The moment stretched as they stood there, face to face, her fists in his, until her entire body seemed to vibrate at some inaudible frequency that she didn’t know if he could sense, too.

“Do you feel anything?” she asked. Someone had to speak. She felt all sorts of things, but most had nothing to do with fighting.

“Maybe?” He appeared so calm, so cool, she could have screamed. “But I don’t know what you’re getting from me.”

Time to channel her pent-up energy for good use. “Let’s find out.” Bracing her feet, she brought her fists up.

Dante swung at half speed.

She blocked it without a thought, reflexes that weren’t her own taking charge of her body.

“Oh, this is fun!” Alessa bared her teeth.

Dante danced back with an exaggerated look of fear. Round and round, they circled. She sized him up with impunity, taking stock of his balance, weight, unprotected parts.

Hopping on the balls of his feet, Dante waited with the patience of someone watching a toddler attempt their first steps.
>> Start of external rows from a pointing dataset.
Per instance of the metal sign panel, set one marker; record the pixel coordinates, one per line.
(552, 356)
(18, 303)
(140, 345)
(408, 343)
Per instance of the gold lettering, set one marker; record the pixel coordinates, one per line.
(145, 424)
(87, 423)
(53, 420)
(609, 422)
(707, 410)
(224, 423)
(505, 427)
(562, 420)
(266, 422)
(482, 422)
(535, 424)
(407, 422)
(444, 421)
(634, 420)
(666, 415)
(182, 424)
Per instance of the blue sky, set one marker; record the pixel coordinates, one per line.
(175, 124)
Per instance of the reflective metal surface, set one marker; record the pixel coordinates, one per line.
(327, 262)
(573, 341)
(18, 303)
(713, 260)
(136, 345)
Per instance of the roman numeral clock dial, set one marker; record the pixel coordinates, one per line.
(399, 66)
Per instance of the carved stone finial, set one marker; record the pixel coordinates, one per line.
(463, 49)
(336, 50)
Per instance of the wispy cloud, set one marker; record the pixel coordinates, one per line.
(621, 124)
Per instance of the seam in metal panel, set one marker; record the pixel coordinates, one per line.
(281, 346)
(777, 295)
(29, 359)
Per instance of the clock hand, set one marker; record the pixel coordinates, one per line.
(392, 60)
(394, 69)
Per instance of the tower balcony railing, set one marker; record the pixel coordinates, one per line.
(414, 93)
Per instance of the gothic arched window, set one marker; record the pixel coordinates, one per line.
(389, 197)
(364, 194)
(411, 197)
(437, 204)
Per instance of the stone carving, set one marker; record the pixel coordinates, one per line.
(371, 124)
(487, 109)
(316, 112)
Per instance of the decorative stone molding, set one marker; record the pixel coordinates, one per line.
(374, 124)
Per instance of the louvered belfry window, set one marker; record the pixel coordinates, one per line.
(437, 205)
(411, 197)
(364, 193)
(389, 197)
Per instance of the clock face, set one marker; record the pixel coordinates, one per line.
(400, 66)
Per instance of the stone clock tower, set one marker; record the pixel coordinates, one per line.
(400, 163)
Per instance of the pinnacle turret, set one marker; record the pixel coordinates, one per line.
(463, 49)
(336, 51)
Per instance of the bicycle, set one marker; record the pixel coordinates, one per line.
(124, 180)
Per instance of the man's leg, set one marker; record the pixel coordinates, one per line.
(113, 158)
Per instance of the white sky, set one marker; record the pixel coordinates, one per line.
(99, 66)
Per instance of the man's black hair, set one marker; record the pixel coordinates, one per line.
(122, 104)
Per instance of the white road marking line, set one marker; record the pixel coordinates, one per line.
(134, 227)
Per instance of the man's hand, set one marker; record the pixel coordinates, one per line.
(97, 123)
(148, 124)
Cocky. Sure of his superiority. Underestimating her. Underestimating himself, really. It was his gift, after all.

She darted forward and jabbed him in the gut.

He coughed. “I’m not sure I like this.”

“I do.” She swung again and clipped his side. “Ugh. It’s fading.”

“Not so fun now, huh?”

Her next punch was so weak he caught her fist midair. She grinned. How quickly he forgot.

“Thanks,” she said, and in one fluid motion, twisted free, grasped his wrist, and spun around, wrenching his arm behind him.

Dante dropped to his knees with a sound somewhere between a grunt and a laugh. “This isn’t fair.”

“Life isn’t fair.” As long as she had regular contact with his skin, she was skilled, but a minute or two without, and it faded, leaving her woefully outmatched.

Better to win a short fight than lose a long one. Forcing him facedown on the mat, she put one knee on his back and the other on the ground.

“I win!” She raised her arms in triumph and then tumbled forward as he rolled over, throwing her off balance. She landed on top of him, chest to chest, legs tangled.

“Not over yet.” He pinned her arms, avoiding her bare hands, and grinned as she squirmed. The last glimmer of his gift faded to nothing, and she stopped fighting, breathing heavy. Every inhale pressed her chest into his.

She could count his eyelashes, see the flare of awareness as he realized what she already had about their position.

She panicked.

Dante startled as she planted a quick kiss on his cheek. The brief touch of her lips to his skin revived her gift, and she neatly rolled out of his grasp. A total failure as far as flirtation went, but an effective gambit in a fight.

Flinging himself sideways, Dante grabbed her ankle and tugged her toward him.

She slapped at his hands, making him laugh, but it was enough contact to revive her.

“I’m not even using”—he grunted as they rolled around—“Ow! Half the things I know—” He caught her knee before it reached its target. “Because I don’t want to hurt—urggg.”

She got him in a headlock—or at least she was pretty sure that’s what it was called—and squeezed until he turned an alarming shade of red and smacked the ground repeatedly, then slapped her arm.

“Oh, sorry!” She let go with a chipper smile. “I forgot the signal.”

His head in her lap, Dante wheezed. “Congratulations. You win. With my skills. So really, I win.”

She opened her mouth to refute his claim, but the sneaky bastard sprang into action, getting her on her back with an absurdly complicated maneuver she’d have to ask him to demonstrate later.